John, the beloved of our Lord, instructs us that "all that is in the world, the lust of the flesh, and the lust of the eyes, and the pride of life, is not of the Father, but is of the world (1 John 2:16).  

 

But Jesus assures His disciples that "in the world ye shall have tribulation: but be of good cheer; I have overcome the world" (John 16:33). 

 

Isaiah's vision also brought about spiritual introspection. He admitted that he was a "man of unclean lips" (v. 5). His admission, or repentance, speaks to the awareness God's light brings to our sinful state. Leaders will fail us and we will fail others, not necessarily because we are evil, but because we are flawed simply due to our sinful propensities. 

 

The first step, then, is that he [Isaiah] is brought into that holy light in which he sees everything clearly, exactly as it is; and at once he cries out in dread alarm, "I am lost!" O unhappy man! do you say? No, for that is the path in which every one is led whom God intends to use.
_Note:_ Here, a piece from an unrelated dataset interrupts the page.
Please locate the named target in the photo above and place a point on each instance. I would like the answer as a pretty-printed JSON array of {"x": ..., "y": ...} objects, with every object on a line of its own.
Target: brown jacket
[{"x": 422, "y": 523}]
The light that He causes to shine ever reveals, in us all as at first, that all is a chaos, "waste and desolate" (Genesis 1:2), yet that light is always "good." So it was with Job (chapter 42), so with Daniel (chapter 10), so with Saul of Tarsus (Acts 9), so with John in Patmos (Rev. 1), and so with Isaiah. Saint, sinner; Jew, Gentile; king, peasantall humbled to the same level of the dust in that Light.F. C. Jennings  

 

Isaiah "saw also the Lord...high and lifted up, and his train filled the temple" (v. 1). May we see the Lord in the fullness of His glory, for He is worthy to be praised. 

 

Prayer: Holy, holy, holy, are you Lord. The whole earth is full of your glory. Forgive me for trusting others before placing my trust in you. I turn to you, my Lord and my strength. Amen!